The Easter sermon is always a challenge for me. The rest of the year, I try to give sermons for people with scientific minds. If I’m going to talk about the meaning of life, I don’t leave out the fact that Darwinism has forever changed that topic. If I’m going to talk about heaven, I have to deal with the fact that, after Einstein, we can’t really think of an eternal place because space and time cannot be separated.
Within my own limits, I try to make St. Andrew’s a place where people with a modern worldview can be intellectually honest. So, I dread Easter morning when so many visitors come for the first time expecting the story of Easter to be told as they have always heard it. When I try to discuss what “resurrection” might mean within reality as we live it, I can almost see the flowers on their bonnets begin to droop.

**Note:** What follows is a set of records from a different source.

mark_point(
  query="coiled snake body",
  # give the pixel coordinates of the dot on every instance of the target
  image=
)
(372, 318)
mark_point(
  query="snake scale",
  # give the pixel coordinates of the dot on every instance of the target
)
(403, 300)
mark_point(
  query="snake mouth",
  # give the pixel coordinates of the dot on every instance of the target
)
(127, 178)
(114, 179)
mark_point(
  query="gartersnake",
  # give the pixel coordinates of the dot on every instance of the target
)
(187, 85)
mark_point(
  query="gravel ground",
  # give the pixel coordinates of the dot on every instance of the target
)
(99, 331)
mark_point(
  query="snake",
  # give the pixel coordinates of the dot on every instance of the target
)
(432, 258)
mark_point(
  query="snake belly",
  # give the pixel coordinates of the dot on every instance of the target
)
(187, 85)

This year I’m thinking about looking at Psalm 46 to tell the Easter story. This is the Psalm that Luther used to write “A Mighty Fortress.” It talks about earthquakes and falling empires and says there is a river running through it all. I’ve always loved that image of eternity being in the midst of change. I also want to take a scientific essay called, “The Immortality of the Flock” and looks at how a flock remains the same through all the births and deaths of individuals. Their “immortality” isn’t found in stretching out their own individuality, but in joining a larger life.
Hopefully that fusion will be reality based enough for St. Andrew’s regulars, and hopeful enough for our Easter visitors.